Once, the mainstream media consisted of only a few television and radio channels. These have not only multiplied into infinity but are being supplanted by forms of media such as Facebook, Youtube, and Twitter. But has this done away with passive consumption? And how much more control over these formats do users really have, structurally speaking?
Once, movies represented the epitome of a society based on spectatorship; today, video games let us star in our own shoot-'em-up epics, and the video game industry does as much business as Hollywood. In an audience watching a movie, everyone is alone; the most you can do is boo if the storyline outrages you. In the new video games, on the other hand, you can interact with virtual versions of other players in real time. But is this greater freedom? Is it more togetherness?
Once, one could speak of a social and cultural mainstream, and subculture itself seemed subversive. Now “diversity” is at a premium for our rulers, and subculture is an essential motor of consumer society: the more identities, the more markets.

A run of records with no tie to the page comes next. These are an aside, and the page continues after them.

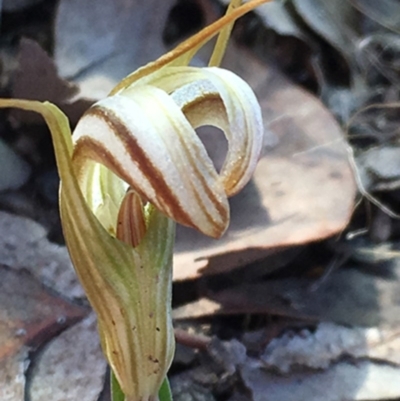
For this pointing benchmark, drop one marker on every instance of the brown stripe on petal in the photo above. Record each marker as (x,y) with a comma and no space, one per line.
(211,99)
(140,159)
(131,226)
(214,101)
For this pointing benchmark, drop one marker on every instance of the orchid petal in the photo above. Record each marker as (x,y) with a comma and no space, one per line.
(133,304)
(160,158)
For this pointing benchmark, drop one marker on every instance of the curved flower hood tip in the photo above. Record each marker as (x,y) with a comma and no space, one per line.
(146,135)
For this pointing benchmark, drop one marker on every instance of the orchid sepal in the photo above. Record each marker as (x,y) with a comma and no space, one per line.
(135,327)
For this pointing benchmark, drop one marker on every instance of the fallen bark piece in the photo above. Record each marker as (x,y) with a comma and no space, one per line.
(24,244)
(29,317)
(330,342)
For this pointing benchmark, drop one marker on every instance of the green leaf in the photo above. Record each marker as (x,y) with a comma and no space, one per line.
(165,391)
(116,392)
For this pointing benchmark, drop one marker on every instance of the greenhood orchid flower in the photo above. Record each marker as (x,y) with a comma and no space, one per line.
(133,167)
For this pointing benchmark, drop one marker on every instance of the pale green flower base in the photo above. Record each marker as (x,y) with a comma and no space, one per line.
(117,394)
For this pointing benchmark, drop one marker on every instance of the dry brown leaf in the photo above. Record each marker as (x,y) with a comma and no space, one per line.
(347,296)
(303,188)
(36,78)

Once, people grew up in the same community as their parents and grandparents, and travel could be considered a destabilizing force interrupting static social and cultural configurations. Today life is characterized by constant movement as people struggle to keep up with the demands of the market; in place of repressive configurations, we have permanent transience, universal atomization.
Once, laborers stayed at one workplace for years or decades, developing the social ties and common reference points that made old-fashioned unions possible. Today, employment is increasingly temporary and precarious, as more and more workers shift from factories and unions to service industry and compulsory flexibility.

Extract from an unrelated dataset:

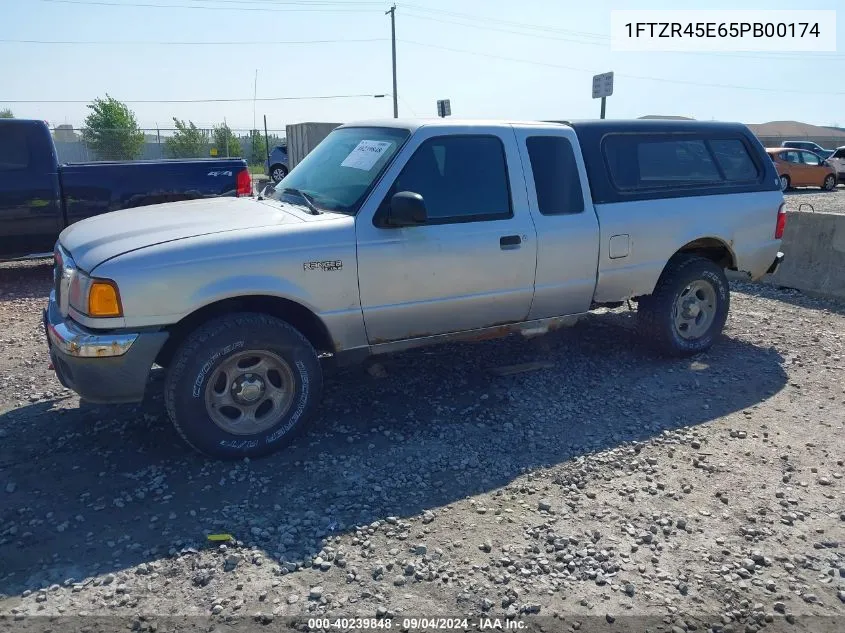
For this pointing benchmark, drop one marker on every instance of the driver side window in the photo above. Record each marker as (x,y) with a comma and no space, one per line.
(810,158)
(461,179)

Once, wage labor was a distinct sphere of life, and it was easy to recognize and rebel against the ways our productive potential was exploited. Now every aspect of existence is becoming “work,” in the sense of activity that produces value in the capitalist economy: glancing at one’s email account, one increases the capital of those who sell advertisements. In place of distinct specialized roles in the capitalist economy, we increasingly see flexible, collective production of capital, much of which goes unpaid.

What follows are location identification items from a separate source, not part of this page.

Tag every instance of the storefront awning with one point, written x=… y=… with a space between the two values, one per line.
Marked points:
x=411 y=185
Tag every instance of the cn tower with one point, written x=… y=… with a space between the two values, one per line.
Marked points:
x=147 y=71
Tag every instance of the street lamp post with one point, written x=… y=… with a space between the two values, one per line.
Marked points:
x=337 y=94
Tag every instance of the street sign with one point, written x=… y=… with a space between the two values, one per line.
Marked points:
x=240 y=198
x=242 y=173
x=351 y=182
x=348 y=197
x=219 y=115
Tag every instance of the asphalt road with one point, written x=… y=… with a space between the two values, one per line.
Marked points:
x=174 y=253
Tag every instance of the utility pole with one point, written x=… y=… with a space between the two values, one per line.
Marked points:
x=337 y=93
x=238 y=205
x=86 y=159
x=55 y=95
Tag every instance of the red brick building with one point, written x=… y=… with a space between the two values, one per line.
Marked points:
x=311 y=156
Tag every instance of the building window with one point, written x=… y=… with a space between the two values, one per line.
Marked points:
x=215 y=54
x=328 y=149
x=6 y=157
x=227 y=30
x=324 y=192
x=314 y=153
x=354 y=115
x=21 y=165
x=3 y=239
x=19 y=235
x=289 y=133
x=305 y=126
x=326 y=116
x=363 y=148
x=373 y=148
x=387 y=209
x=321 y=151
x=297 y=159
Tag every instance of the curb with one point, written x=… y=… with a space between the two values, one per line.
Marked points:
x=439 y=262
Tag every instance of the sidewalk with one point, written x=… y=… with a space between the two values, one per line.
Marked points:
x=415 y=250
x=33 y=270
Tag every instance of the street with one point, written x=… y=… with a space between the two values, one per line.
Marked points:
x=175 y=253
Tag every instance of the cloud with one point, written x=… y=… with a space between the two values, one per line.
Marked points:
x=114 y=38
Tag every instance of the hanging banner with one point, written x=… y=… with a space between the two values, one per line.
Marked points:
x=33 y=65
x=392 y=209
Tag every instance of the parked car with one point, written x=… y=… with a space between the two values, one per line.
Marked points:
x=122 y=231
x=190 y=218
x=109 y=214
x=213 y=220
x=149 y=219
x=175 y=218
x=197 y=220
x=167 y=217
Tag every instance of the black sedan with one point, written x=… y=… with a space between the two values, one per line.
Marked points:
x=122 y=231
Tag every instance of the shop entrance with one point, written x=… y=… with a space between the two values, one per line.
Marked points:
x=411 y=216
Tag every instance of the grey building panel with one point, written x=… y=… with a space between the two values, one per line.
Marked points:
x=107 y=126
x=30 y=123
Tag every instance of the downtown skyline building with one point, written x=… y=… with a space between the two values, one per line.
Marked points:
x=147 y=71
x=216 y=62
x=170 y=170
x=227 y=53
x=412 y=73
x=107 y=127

Once, the world was full of dictatorships in which power was clearly wielded from above and could be contested as such. Now these are giving way to democracies that seem to include more people in the political process, thus legitimizing the repressive powers of the state.
Once, the essential unit of state power was the nation, and nations competed among themselves to assert their individual interests. In the era of capitalist globalization, the interests of state power transcend national boundaries, and the dominant mode of conflict is not war but policing. This is occasionally employed against rogue nations, but continuously implemented against people.
Once, one could draw lines, however arbitrary, between the so-called First World and Third World. Today the First World and the Third World coexist in every metropolis, and white supremacy is administered in the United States by an African-American president.